Le tribunal invité à annuler une décision du conseil municipal de Gatineau
Par Mathieu Bélanger, Le Droit
5 mars 2025 à 04h00
Un promoteur immobilier demande à un juge de la Cour supérieure du Québec d’infirmer une décision prise par le conseil municipal de Gatineau, en décembre dernier, qui lui empêche de construire son projet résidentiel de 15 étages à l’angle du chemin Vanier et du boulevard des Allumettières.
La firme Lot Vanier, une société en commandite dont l’adresse est située à Montréal, a déposé, le 10 février dernier, une demande de pourvoi en contrôle judiciaire demandant au tribunal d’annuler trois résolutions du conseil municipal qu’elle juge illégales. Ces trois résolutions au centre du litige prévoyaient l’approbation du projet quant aux usages et à son intégration, ainsi qu’une dérogation mineure au zonage pour le 435, chemin Vanier.
Le promoteur estime que le conseil a exercé son pouvoir discrétionnaire en se basant sur des éléments qui ne sont pas prévus par la loi, à savoir, dit-il, «à des fins politiques et d’acceptabilité sociale».
La demande déposée en cour avance que «le conseil a exercé son pouvoir selon des principes erronés, en s’appuyant sur une disposition réglementaire aux critères imprécis, ce qui permet une interprétation large, erronée et contradictoire des lois et règlements afférents à l’aménagement et l’urbanisme de la Ville de Gatineau».
Une mise en demeure d’annuler la décision du conseil envoyée à la Ville par le promoteur au début du mois de janvier est demeurée lettre morte, ce qui le pousse aujourd’hui à demander à la cour de prendre une décision à la place du conseil, mais cette fois basée sur les principes qu’il estime être les bons.

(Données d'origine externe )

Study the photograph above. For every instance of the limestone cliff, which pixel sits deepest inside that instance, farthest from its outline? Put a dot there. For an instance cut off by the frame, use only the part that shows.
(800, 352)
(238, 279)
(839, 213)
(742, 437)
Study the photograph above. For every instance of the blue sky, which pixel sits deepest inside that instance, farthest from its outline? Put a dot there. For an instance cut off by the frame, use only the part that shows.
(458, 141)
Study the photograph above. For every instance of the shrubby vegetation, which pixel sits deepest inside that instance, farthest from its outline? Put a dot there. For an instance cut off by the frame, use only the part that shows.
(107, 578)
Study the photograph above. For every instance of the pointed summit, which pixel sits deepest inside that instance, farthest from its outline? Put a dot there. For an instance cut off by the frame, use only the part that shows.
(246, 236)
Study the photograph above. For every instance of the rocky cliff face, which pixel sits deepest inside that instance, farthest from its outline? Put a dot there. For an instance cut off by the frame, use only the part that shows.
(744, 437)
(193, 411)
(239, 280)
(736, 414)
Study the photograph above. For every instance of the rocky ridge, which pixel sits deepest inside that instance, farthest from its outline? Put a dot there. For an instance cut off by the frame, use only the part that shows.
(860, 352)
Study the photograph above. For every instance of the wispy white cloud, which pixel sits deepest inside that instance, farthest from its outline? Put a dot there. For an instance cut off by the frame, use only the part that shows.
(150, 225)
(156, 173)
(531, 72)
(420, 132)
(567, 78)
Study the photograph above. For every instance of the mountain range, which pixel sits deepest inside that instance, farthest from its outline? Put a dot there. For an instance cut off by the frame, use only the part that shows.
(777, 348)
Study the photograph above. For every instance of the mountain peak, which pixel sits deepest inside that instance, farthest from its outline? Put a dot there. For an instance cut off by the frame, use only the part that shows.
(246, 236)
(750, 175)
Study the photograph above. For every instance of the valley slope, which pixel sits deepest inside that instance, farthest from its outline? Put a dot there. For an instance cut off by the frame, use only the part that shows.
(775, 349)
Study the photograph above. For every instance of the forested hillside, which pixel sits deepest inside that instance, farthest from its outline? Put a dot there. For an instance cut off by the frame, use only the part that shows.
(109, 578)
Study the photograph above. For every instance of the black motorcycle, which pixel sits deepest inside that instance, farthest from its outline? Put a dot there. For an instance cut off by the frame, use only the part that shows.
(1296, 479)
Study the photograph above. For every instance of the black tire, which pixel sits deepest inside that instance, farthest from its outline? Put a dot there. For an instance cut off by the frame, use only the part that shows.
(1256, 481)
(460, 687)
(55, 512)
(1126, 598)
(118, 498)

Le projet du 435, chemin Vanier, qui prévoit 251 logements dans un secteur prévu pour de la moyenne et forte densité, avait fait grand bruit dans les dernières semaines de 2024. Une mobilisation citoyenne contre le projet pour des raisons de mobilité et de sécurité dans le secteur avait semblé peser lourd dans la balance lorsqu’est venu le temps pour le conseil municipal de trancher.
Une pétition en ligne qui aurait récolté plus de 1200 signatures, ainsi qu’une pétition sur papier de quelque 590 noms, toutes deux défavorables au projet, avaient d’ailleurs été déposées au service du greffe de la Ville de Gatineau.
Le conseil divisé
Le dossier avait d’ailleurs passablement divisé le conseil municipal, alors que 12 élus, dont la mairesse Maude Marquis-Bissonnette et les conseillers indépendants Gilles Chagnon, Steven Boivin et Marc Bureau, se sont opposés au projet. Huit autres, dont la conseillère membre d’Action Gatineau, Catherine Craig-St-Louis et le conseiller indépendant Edmond Leclerc s’étaient prononcés en faveur.
La mairesse Marquis-Bissonnette avait indiqué, en mêlée de presse, que les préoccupations des citoyens dans ce dossier avaient nourri sa réflexion et que les enjeux de mobilité et de sécurité provoqués par le projet l’avaient finalement convaincue de s’opposer.
Sa collègue, la conseillère Craig-St-Louis, avait pour sa part appuyé sur le fait que le projet présenté était conforme à la planification urbanistique du secteur et qu’il revenait à la Société de transport de l’Outaouais et au ministère des Transports du Québec de mettre de l’avant des solutions pour régler les problèmes de mobilité à l’angle du chemin Vanier et du boulevard des Allumettières.
Le soir du vote, le directeur général de la firme Nordev, propriétaire du 435 chemin Vanier, Benoît Carrier, avait reproché aux citoyens de «tenir en otage» un projet résidentiel afin de faire passer un message à la Ville quant aux enjeux de mobilité qui touche tout l’ouest de la ville.
Il avait avancé que son projet allait générer quelque 120 véhicules supplémentaires en heure de pointe au carrefour du chemin Vanier et du boulevard des Allumettières. «Cent vingt sur 8000 véhicules actuellement, est-ce que ça va changer grand-chose? Non, le problème c’est le 8000», avait-il lancé devant le conseil municipal.
Dans sa demande de pourvoi en contrôle judiciaire, la société en commandite Lot Vanier allègue que «l’insuffisance des infrastructures municipales et l’acceptabilité sociale» d’un projet ne sont pas des critères qui permettent d’évaluer la conformité de son implantation et de son intégration architecturale au milieu.
Il estime aussi que le conseil a erré en matière d’équité procédurale étant donné que les résolutions rejetées sont «muettes» quant aux motifs de refus du conseil.